Her plight is due to the horoscope provided by an astrologer, advising that her birth was bad luck for the family. In Sri Lanka and in other South Asian countries it is believed the birth time decides the destination of a child and that the horoscope is able to predict it. 


The book is also an account of growing up in post-independence Ceylon in the 60s and 70s, a turbulent period leading up to the declaration of the 'Democratic Socialist Republic of Sri Lanka' in 1972. 


The infant Tamara dreams of escaping. The teenage Tamara vows to find a way out to a new and better life. And as a young adult she finally manages to leave Sri Lanka, fleeing in desperation, with no money, no friends and no idea what might await her. Divorced from the debilitating influence of her family, she creates a new life for herself. 

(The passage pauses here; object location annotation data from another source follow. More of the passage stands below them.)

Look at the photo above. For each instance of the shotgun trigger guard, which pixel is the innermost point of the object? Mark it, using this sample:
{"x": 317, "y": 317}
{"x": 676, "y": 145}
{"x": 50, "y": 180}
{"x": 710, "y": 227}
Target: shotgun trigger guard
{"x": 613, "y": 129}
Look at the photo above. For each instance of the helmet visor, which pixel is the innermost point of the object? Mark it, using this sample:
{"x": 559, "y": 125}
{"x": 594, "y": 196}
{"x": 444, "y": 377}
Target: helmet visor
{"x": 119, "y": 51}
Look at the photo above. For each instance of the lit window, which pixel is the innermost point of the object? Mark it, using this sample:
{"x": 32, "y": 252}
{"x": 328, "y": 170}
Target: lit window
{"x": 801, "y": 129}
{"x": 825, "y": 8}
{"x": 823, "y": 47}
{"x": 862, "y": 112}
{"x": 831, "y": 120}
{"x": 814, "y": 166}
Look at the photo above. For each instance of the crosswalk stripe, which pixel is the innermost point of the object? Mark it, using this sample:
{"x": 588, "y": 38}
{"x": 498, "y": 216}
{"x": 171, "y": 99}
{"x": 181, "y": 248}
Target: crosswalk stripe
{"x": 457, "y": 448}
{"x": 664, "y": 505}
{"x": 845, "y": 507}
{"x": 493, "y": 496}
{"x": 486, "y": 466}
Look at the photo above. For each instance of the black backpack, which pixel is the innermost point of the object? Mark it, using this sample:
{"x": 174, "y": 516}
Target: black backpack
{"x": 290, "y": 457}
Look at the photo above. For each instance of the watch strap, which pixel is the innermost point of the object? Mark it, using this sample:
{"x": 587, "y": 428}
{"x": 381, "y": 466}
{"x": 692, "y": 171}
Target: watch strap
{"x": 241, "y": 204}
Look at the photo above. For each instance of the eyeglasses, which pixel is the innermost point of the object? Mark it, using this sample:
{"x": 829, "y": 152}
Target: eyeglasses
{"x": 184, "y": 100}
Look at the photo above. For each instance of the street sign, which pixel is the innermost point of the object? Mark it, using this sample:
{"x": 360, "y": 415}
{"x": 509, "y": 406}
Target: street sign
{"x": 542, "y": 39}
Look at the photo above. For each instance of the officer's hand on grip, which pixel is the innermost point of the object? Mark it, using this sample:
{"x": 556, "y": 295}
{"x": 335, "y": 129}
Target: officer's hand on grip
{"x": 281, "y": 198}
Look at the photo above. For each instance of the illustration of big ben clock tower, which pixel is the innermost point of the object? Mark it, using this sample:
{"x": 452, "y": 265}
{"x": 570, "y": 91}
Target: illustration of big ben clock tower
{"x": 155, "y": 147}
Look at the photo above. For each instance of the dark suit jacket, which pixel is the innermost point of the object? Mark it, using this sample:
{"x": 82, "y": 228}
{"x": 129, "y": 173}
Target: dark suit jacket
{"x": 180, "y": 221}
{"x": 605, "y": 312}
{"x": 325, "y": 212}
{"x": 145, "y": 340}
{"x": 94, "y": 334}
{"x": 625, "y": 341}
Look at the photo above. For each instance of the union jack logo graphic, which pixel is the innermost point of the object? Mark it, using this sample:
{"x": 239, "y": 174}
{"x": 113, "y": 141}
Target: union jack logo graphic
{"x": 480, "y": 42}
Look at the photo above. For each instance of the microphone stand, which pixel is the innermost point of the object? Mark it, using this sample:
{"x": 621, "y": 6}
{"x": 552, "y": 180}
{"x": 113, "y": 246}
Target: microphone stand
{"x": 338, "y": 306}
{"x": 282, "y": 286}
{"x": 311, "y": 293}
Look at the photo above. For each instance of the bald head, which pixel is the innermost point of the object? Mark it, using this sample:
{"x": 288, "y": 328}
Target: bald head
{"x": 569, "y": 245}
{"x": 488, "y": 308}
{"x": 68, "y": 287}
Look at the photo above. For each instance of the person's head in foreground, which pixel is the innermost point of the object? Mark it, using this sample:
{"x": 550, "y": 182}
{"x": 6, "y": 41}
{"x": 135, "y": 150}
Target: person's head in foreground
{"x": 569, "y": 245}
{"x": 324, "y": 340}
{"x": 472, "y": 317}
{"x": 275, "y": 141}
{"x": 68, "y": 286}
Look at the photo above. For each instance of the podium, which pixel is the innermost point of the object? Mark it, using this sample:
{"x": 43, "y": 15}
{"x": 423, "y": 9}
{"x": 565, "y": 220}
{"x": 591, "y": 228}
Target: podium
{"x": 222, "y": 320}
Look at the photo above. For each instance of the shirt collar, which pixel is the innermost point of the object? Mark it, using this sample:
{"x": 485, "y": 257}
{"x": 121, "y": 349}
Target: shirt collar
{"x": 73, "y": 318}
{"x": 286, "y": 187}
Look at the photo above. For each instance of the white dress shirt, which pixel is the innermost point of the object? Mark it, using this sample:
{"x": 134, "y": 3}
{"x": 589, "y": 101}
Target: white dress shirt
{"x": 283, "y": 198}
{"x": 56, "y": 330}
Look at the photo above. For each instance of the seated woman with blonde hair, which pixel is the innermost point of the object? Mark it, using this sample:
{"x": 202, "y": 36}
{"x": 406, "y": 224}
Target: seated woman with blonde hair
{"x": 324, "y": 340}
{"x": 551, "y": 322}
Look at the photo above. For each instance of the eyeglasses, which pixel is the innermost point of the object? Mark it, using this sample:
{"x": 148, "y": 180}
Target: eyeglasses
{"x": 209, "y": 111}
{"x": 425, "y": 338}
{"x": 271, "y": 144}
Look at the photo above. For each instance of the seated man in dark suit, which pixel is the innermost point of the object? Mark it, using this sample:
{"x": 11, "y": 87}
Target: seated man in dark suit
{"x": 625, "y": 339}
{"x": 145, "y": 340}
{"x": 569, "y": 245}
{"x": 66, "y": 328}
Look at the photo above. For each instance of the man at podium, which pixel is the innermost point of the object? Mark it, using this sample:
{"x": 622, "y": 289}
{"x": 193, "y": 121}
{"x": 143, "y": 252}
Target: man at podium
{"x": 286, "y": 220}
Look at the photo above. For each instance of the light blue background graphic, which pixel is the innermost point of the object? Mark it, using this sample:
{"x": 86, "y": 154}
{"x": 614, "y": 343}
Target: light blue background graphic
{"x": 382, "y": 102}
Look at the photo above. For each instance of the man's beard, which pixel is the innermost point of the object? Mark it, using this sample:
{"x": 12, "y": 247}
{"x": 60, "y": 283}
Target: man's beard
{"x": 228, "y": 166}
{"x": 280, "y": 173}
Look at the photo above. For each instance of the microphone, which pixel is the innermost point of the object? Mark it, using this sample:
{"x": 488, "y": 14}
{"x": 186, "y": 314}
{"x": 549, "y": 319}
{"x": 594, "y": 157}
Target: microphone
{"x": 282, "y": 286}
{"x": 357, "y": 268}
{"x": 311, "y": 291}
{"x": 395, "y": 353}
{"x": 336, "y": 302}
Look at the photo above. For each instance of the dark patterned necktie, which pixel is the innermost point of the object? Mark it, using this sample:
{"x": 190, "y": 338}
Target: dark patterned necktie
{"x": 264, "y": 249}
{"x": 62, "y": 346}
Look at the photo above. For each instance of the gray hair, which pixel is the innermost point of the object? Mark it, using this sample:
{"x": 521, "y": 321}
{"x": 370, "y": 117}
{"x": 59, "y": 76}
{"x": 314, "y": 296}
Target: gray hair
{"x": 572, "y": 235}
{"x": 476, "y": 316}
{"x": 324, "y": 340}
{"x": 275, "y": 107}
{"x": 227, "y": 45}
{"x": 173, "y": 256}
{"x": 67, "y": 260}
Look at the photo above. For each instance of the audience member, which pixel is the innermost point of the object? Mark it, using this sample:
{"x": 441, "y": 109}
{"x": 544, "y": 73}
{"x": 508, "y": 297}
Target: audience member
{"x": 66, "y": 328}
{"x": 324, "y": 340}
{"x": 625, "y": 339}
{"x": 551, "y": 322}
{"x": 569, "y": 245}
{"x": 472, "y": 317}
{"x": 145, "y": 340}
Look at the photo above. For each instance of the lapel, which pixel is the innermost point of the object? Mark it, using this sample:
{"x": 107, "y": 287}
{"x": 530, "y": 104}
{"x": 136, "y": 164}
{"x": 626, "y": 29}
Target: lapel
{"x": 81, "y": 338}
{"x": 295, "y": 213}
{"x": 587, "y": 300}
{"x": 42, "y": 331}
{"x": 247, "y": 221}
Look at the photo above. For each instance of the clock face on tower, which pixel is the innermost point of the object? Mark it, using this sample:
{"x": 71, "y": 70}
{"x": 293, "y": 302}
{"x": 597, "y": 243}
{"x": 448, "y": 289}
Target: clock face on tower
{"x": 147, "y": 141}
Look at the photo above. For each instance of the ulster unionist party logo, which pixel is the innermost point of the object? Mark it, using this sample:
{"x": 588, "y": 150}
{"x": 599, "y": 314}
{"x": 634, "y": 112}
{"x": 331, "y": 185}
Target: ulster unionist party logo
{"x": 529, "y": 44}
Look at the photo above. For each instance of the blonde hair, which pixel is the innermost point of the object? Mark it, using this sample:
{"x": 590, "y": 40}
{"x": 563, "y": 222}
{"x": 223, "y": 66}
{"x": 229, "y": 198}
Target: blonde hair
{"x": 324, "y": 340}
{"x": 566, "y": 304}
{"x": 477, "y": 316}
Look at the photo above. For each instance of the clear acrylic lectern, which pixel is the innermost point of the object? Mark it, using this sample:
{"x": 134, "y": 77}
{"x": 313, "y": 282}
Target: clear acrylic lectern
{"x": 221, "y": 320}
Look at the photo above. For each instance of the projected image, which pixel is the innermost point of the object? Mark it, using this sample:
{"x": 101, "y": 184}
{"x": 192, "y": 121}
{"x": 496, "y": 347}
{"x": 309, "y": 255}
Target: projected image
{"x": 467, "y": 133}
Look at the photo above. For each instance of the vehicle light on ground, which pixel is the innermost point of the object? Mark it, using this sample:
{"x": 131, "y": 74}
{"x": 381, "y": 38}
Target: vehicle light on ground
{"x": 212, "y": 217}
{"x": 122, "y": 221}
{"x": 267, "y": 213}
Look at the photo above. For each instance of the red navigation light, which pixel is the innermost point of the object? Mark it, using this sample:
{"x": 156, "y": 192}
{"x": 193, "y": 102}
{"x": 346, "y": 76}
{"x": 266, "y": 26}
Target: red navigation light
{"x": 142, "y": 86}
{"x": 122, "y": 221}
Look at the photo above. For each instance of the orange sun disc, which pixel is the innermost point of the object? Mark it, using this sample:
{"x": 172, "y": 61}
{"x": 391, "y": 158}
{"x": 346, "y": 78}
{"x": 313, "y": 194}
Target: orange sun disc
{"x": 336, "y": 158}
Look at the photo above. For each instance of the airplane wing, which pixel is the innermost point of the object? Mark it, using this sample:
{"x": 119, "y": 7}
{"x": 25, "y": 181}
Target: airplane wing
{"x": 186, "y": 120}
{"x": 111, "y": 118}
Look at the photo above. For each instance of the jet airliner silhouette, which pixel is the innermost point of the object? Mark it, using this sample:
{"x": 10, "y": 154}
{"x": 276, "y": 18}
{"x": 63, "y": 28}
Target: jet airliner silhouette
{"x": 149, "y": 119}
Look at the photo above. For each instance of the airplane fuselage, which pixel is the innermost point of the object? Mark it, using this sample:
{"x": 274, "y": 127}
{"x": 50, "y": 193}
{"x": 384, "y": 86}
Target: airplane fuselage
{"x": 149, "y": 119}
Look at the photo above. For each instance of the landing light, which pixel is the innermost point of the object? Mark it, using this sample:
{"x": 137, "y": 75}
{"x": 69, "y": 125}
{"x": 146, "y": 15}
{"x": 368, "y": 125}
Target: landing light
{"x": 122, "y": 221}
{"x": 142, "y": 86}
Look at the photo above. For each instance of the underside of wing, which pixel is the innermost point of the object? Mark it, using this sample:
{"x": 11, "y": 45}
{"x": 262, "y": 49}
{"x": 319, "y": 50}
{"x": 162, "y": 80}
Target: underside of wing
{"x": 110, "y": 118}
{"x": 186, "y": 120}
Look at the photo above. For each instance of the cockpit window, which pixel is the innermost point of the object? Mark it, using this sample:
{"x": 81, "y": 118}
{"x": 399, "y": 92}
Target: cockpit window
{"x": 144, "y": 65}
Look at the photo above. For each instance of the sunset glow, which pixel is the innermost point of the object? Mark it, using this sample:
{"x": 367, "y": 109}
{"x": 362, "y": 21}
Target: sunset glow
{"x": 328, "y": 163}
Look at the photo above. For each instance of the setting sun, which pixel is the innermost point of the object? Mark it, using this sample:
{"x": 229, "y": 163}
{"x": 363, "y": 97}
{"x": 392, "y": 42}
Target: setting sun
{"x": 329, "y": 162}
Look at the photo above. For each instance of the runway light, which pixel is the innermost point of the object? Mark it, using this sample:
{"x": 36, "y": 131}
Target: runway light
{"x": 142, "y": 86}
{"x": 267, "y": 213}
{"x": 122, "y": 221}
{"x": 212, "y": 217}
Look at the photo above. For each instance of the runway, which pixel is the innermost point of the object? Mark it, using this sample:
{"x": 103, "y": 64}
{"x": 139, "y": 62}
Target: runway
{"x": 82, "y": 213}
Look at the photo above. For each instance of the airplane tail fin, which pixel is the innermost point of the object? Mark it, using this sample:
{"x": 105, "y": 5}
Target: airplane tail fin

She survives twenty one years of deprivation, humiliation, constant hunger, overwork, and torture because her mother blamed her for the misfortunes that befell the family in the period following her birth. She lived an often precarious double life. She was a servant within the family, and the target of every kind of taunt and ill treatment from her mother and, encouraged by her, from her siblings too. But she hid her private life from the many people outside her immediate family who recognised and appreciated her many excellent intellectual and moral qualities. 
Her greatest solace was her grandmother, who although unable to influence her mother's treatment of her, nevertheless demonstrated her sympathy, provided comfort, and encouraged her to have the confidence that there could be a brighter future awaiting her. The death of her grandmother when Tamara was twenty was a terrible blow that finally lead to her feeling that she had no reason to stay and to be willing to risk any uncertainty in order to escape.